Gambling success: Why The Best Gamblers Only Bet Once A Year

I was once introduced to a guy who claimed to be a betting expert. He had made tens of thousands of pounds worth of profit from gambling, and lived happily from his winnings. However, he had only placed a single bet that year. How did he do it? Here's what I found out when I spoke to the gambler who almost never gambled.

The only bet this gambler would have placed would have been an online

The good gambler does not bet on impulse. He does not look at the fixture list on a Saturday morning and say "hey, I'll have a five-way accumulator on this, this, that, that and erm, that." He looks at each sporting event and lists the top ten reasons not to bet on it. Let's take the Cheltenham Gold Cup as an example. The only bet this gambler would have taken would have been an online Cheltenham free bet, which would have been cost-neutral. This year, everyone was talking about Kauto Star and Denman as the only two horses in the race.

His list for not betting on the Gold Cup was as follows:

Kauto Star possible winner, Denman just as good - no clear choice Large field,increases risk Largely ignored in-form outsiders such as Imperial Commander, increases risk Handicapper has been favourable to some mid-possibility horses Kauto Star's jumping is not perfect

You have to accept that every sporting event has an element of risk about it, from a gambling point of view. However, the aim here is to minimise the risk as much as possible. The risk factor, for this gambler, was above 80% in the Cheltenham Gold Cup - and he often looks for a risk factor below 20%. Here's what a good risk profile might look like:

One horse in the race, and only one horse, has form over course, distance and ground Competing horses lack form over course, distance and ground The one horse who does have form is fresh - i.e. not coming back from a lay-off & not raced too recently

The odds may be stacked in that horse's favour, but if a good gambler can pick the right race, and the right horse, then a bet of 1,000 at 1/5 will still bring a profit of 200. Imagine yourself putting a bet on every single outcome. Do this - it takes time - and you'll start to appreciate the possibilities from every single angle. Let's take a simple example - Bolton Wanderers vs Blackpool. Bolton, who are in good form, have just hit five past Newcastle, and are now fourth in the league. They look like a great bet, but have not played Blackpool for over twenty years, so there is little past evidence to go on. Blackpool have surprised many in the Premier League but results have proved erratic - a win at Anfield followed by a home defeat, followed by a win away.

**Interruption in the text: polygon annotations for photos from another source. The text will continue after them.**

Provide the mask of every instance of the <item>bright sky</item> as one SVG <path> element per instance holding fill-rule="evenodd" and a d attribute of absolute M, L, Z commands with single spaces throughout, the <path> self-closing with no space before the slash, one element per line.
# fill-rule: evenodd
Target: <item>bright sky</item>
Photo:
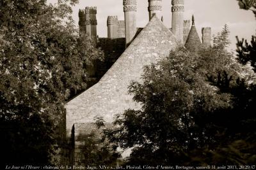
<path fill-rule="evenodd" d="M 56 0 L 49 0 L 54 2 Z M 171 27 L 172 0 L 163 0 L 164 24 Z M 143 27 L 148 22 L 148 0 L 137 0 L 137 27 Z M 73 18 L 78 25 L 78 11 L 85 6 L 97 6 L 97 34 L 107 37 L 107 17 L 117 15 L 124 20 L 123 0 L 80 0 L 73 8 Z M 184 20 L 194 14 L 197 31 L 201 37 L 202 27 L 212 27 L 212 35 L 220 32 L 227 24 L 230 31 L 230 48 L 236 49 L 236 36 L 248 40 L 256 33 L 256 18 L 251 11 L 241 10 L 236 0 L 185 0 Z"/>

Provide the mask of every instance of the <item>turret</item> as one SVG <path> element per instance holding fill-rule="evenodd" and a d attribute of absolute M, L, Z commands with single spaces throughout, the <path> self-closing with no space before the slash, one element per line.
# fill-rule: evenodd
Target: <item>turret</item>
<path fill-rule="evenodd" d="M 148 0 L 148 15 L 149 20 L 155 14 L 159 19 L 163 17 L 162 0 Z"/>
<path fill-rule="evenodd" d="M 196 26 L 195 25 L 194 15 L 192 16 L 192 26 L 188 34 L 187 41 L 185 43 L 185 47 L 192 52 L 196 52 L 201 46 L 202 43 L 197 33 Z"/>
<path fill-rule="evenodd" d="M 183 43 L 187 41 L 190 30 L 190 20 L 184 20 L 183 22 Z"/>
<path fill-rule="evenodd" d="M 118 20 L 118 38 L 125 38 L 125 23 L 124 20 Z"/>
<path fill-rule="evenodd" d="M 118 19 L 117 16 L 108 16 L 107 20 L 108 38 L 118 38 Z"/>
<path fill-rule="evenodd" d="M 86 18 L 85 15 L 84 10 L 79 10 L 78 13 L 79 21 L 78 25 L 79 25 L 79 34 L 80 36 L 84 36 L 86 32 Z"/>
<path fill-rule="evenodd" d="M 86 20 L 90 20 L 90 36 L 93 41 L 97 42 L 97 7 L 86 7 L 85 13 Z"/>
<path fill-rule="evenodd" d="M 125 23 L 125 46 L 131 43 L 137 32 L 136 0 L 124 0 L 124 12 Z"/>
<path fill-rule="evenodd" d="M 203 27 L 202 29 L 202 41 L 204 47 L 209 47 L 211 46 L 211 27 Z"/>
<path fill-rule="evenodd" d="M 184 4 L 184 0 L 172 0 L 172 30 L 180 43 L 183 43 Z"/>
<path fill-rule="evenodd" d="M 87 35 L 95 42 L 97 41 L 96 14 L 96 7 L 88 6 L 85 10 L 80 10 L 78 13 L 80 35 Z"/>

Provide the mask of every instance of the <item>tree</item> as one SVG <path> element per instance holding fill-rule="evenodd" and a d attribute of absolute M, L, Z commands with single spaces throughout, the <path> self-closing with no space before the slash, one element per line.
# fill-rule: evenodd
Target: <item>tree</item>
<path fill-rule="evenodd" d="M 213 38 L 213 46 L 216 49 L 223 50 L 230 45 L 228 36 L 230 32 L 227 24 L 225 24 L 221 32 L 218 33 L 216 36 Z"/>
<path fill-rule="evenodd" d="M 63 104 L 86 89 L 85 66 L 102 59 L 74 25 L 77 1 L 1 1 L 3 164 L 49 163 L 65 134 Z"/>
<path fill-rule="evenodd" d="M 251 10 L 256 17 L 256 1 L 255 0 L 237 0 L 241 9 Z"/>

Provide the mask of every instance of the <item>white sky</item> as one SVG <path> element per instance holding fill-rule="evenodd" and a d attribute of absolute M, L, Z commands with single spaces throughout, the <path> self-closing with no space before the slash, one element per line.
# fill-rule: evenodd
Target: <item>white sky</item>
<path fill-rule="evenodd" d="M 49 0 L 54 2 L 56 0 Z M 171 1 L 163 0 L 164 24 L 171 27 Z M 97 34 L 107 37 L 106 20 L 109 15 L 117 15 L 118 20 L 124 20 L 123 0 L 79 0 L 73 7 L 73 18 L 78 25 L 78 11 L 85 6 L 97 6 L 98 20 Z M 148 22 L 148 0 L 137 0 L 137 27 L 143 27 Z M 195 17 L 197 31 L 201 37 L 202 27 L 212 27 L 212 35 L 220 32 L 227 24 L 230 31 L 230 48 L 236 49 L 236 36 L 248 40 L 256 33 L 256 19 L 251 11 L 239 8 L 236 0 L 185 0 L 184 20 Z"/>

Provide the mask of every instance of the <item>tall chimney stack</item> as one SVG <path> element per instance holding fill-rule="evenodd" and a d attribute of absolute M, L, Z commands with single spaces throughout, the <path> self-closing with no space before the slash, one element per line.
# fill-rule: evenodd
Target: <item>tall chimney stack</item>
<path fill-rule="evenodd" d="M 190 20 L 184 20 L 183 23 L 183 43 L 187 41 L 188 34 L 190 31 Z"/>
<path fill-rule="evenodd" d="M 158 18 L 161 19 L 163 17 L 162 7 L 162 0 L 148 0 L 149 20 L 154 14 Z"/>
<path fill-rule="evenodd" d="M 91 7 L 90 19 L 91 19 L 91 37 L 94 42 L 97 42 L 97 7 Z"/>
<path fill-rule="evenodd" d="M 137 32 L 136 0 L 124 0 L 124 12 L 125 22 L 125 46 L 131 43 Z"/>
<path fill-rule="evenodd" d="M 78 13 L 79 21 L 78 25 L 79 25 L 79 34 L 80 36 L 84 36 L 86 32 L 86 17 L 84 10 L 79 10 Z"/>
<path fill-rule="evenodd" d="M 183 44 L 184 0 L 172 0 L 172 30 L 178 41 Z"/>
<path fill-rule="evenodd" d="M 88 6 L 85 7 L 85 10 L 80 10 L 78 13 L 80 35 L 87 35 L 95 43 L 97 42 L 96 14 L 97 8 Z"/>
<path fill-rule="evenodd" d="M 211 46 L 211 27 L 203 27 L 202 29 L 202 45 L 204 47 Z"/>
<path fill-rule="evenodd" d="M 117 16 L 108 16 L 107 20 L 108 38 L 118 38 L 118 19 Z"/>

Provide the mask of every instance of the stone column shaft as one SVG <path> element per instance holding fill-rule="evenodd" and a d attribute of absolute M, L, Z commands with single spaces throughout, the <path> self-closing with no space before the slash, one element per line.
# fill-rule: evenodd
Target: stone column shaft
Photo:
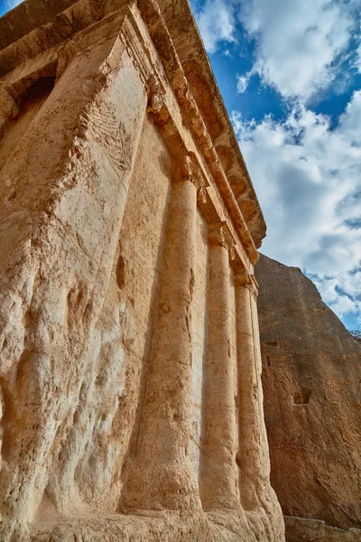
<path fill-rule="evenodd" d="M 237 363 L 239 374 L 239 451 L 242 505 L 260 504 L 260 488 L 268 483 L 267 438 L 263 416 L 257 288 L 245 270 L 236 275 Z"/>
<path fill-rule="evenodd" d="M 200 508 L 188 457 L 196 225 L 197 188 L 181 176 L 171 186 L 137 472 L 126 499 L 131 508 Z"/>
<path fill-rule="evenodd" d="M 230 267 L 222 228 L 209 234 L 208 335 L 205 383 L 205 509 L 236 509 L 236 418 L 230 358 Z"/>

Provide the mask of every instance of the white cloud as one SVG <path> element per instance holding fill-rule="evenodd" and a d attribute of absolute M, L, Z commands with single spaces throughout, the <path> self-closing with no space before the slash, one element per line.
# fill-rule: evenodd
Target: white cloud
<path fill-rule="evenodd" d="M 245 75 L 237 75 L 237 92 L 239 92 L 239 94 L 243 94 L 244 92 L 245 92 L 245 90 L 247 89 L 247 87 L 249 85 L 249 80 L 251 79 L 251 77 L 253 76 L 253 71 L 251 70 L 251 71 L 248 71 L 248 73 L 246 73 Z"/>
<path fill-rule="evenodd" d="M 233 122 L 268 226 L 263 251 L 316 276 L 339 316 L 361 317 L 361 91 L 333 130 L 300 104 L 282 123 Z"/>
<path fill-rule="evenodd" d="M 256 42 L 252 72 L 283 98 L 304 102 L 329 87 L 351 38 L 360 33 L 359 0 L 206 0 L 197 19 L 208 52 L 236 41 L 236 18 Z M 361 70 L 361 46 L 358 52 L 356 70 Z M 244 92 L 248 76 L 237 80 Z M 347 82 L 338 84 L 341 92 Z"/>
<path fill-rule="evenodd" d="M 222 41 L 235 41 L 235 16 L 229 3 L 225 0 L 206 0 L 202 9 L 195 14 L 208 52 L 214 52 Z"/>
<path fill-rule="evenodd" d="M 329 85 L 355 30 L 352 3 L 250 0 L 240 6 L 244 26 L 257 39 L 255 70 L 265 83 L 303 100 Z"/>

Betting on Bolton obviously provides the lower risk profile, and as we have little to go on in past form, the draw appears to have an even higher risk profile. If you are leaning towards Bolton, think about betting on Blackpool - how confident would you be putting a bet on Blackpool? There's always a chance that they could steal a victory, regardless of another team's form, which makes this match one that you should probably not touch.

Don't bet on lightning striking twice

Very few teams or sporting individuals manage to maintain a consistent winning streak. A very good example would be Sunderland, who won 3-0 at Chelsea in one of the shock results of the Premiership season. A good gambler would look at that result and say "I'm not touching them until I know more". Find as many reasons as you possibly can not to place your bet - a match that on paper, they could have won. At least, having beaten the Champions, there was every chance.

The rule here states that the Chelsea game was something of a freak result - a very good performance, but freak nonetheless. A kind of return to form would be more appropriate, especially against a side that they had not beaten in 15 starts. A 2-2 draw appeared logical, although the risk profile for all three results was significant enough for the good gambler to leave this well and truly alone.

The same very often applies to horses - especially 2-year-olds and 3-year-olds early on in the Classic season. One win does not a superstar make: there are a host of conditions that contribute to a particular result - so you need to analyse several results over a long period of time, with as many variables as you can find, to understand what is really happening.

Those betting on Workforce this summer will have been scratching their heads after he romped home in the Derby, but failed badly in later races that summer. In their next game, they were up against Everton at home. Workforce has provided a number of head-scratching conundrums for gamblers - so the good gambler is quite happy to avoid a race with Workforce involved. Lightning may strike twice, or it may not strike at all.

So - three main tips for you there - list the reasons why you should not bet on the event, imagine yourself betting on every outcome, and don't bet on lightning striking twice. You'll probably spend more time not betting than you do betting, but you will improve your results massively. Only betting once a year is perhaps extreme, and only for those with cash reserves to lose, but betting less - and betting better - is a much wiser technique.